L’assassinat du très contesté président Jovenel Moïse le 7 juillet a plongé Haïti dans une grande incertitude et les divisions au sein de la classe politique se sont encore amplifiées ces derniers jours, face aux soupçons portés contre le premier ministre dans cette affaire.  

Loin de ces luttes intestines pour le pouvoir à Port-au-Prince, les milliers de familles qui ont tout perdu lors du séisme sont aux abois alors que la rentrée scolaire est prévue dans deux semaines.

On estime que 200 000 enfants ne pourront pas reprendre l’école comme prévu cette année si une mobilisation de l’appui au pays n’est pas renforcée dans les jours qui viennent.

Bruno Maes, directeur de l’UNICEF en Haïti

« Trente-neuf millions de dollars sont nécessaires dans le cadre de l’aide humanitaire d’urgence et l’éducation en urgence, à peine cinq millions ont été alloués », déplore-t-il.  

Plus de 16 % des écoles de la région ont été complètement détruites lors du séisme et plus de la moitié sont endommagées et ne peuvent accueillir des élèves sans travaux de consolidation des bâtiments.  

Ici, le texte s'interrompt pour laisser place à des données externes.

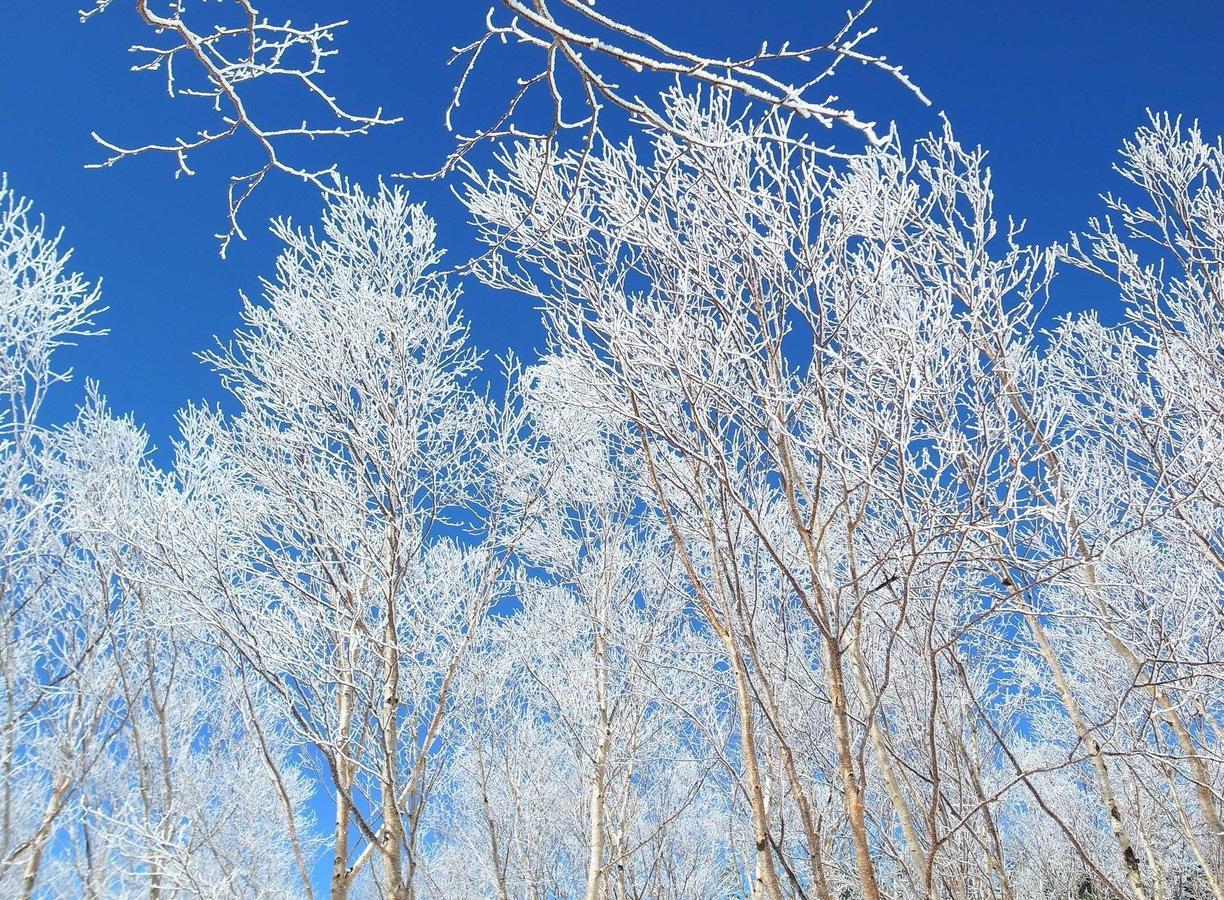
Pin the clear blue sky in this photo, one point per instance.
(1050, 88)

En visite vendredi et samedi en Haïti, Janez Lenarcic, commissaire européen à la gestion des crises, reconnaît une lassitude des partenaires étrangers à financer l’aide humanitaire du pays.

« Il y a définitivement un signe de ce que l’on peut appeler la fatigue du donateur », a commenté le diplomate européen en déplacement dans la région ravagée par le séisme.  

L’Union européenne a débloqué une aide d’urgence de 3 millions d’euros (4,5 millions de dollars CAN) après le séisme, mais exige des garanties avant la reprise de son aide au développement.  

L’UE avait déjà progressivement gelé son appui budgétaire à Haïti, car, aucune élection n’ayant été organisée depuis 2016, le pays ne dispose plus de parlement fonctionnel depuis janvier 2020.  

Janez Lenarcic rappelle que l’Union européenne ne débloquera pas son aide au développement, qui avoisinerait les 400 millions d’euros (599 millions de dollars CAN) pour la période 2021-2028, sans des garanties démocratiques.

« Il faut que cette crise politique soit résolue, que les institutions soient renforcées et que le contrôle (des fonds) soit amélioré, que la corruption soit éradiquée, car, sans cela, l’aide au développement ne peut atteindre son objectif », a rappelé le commissaire européen.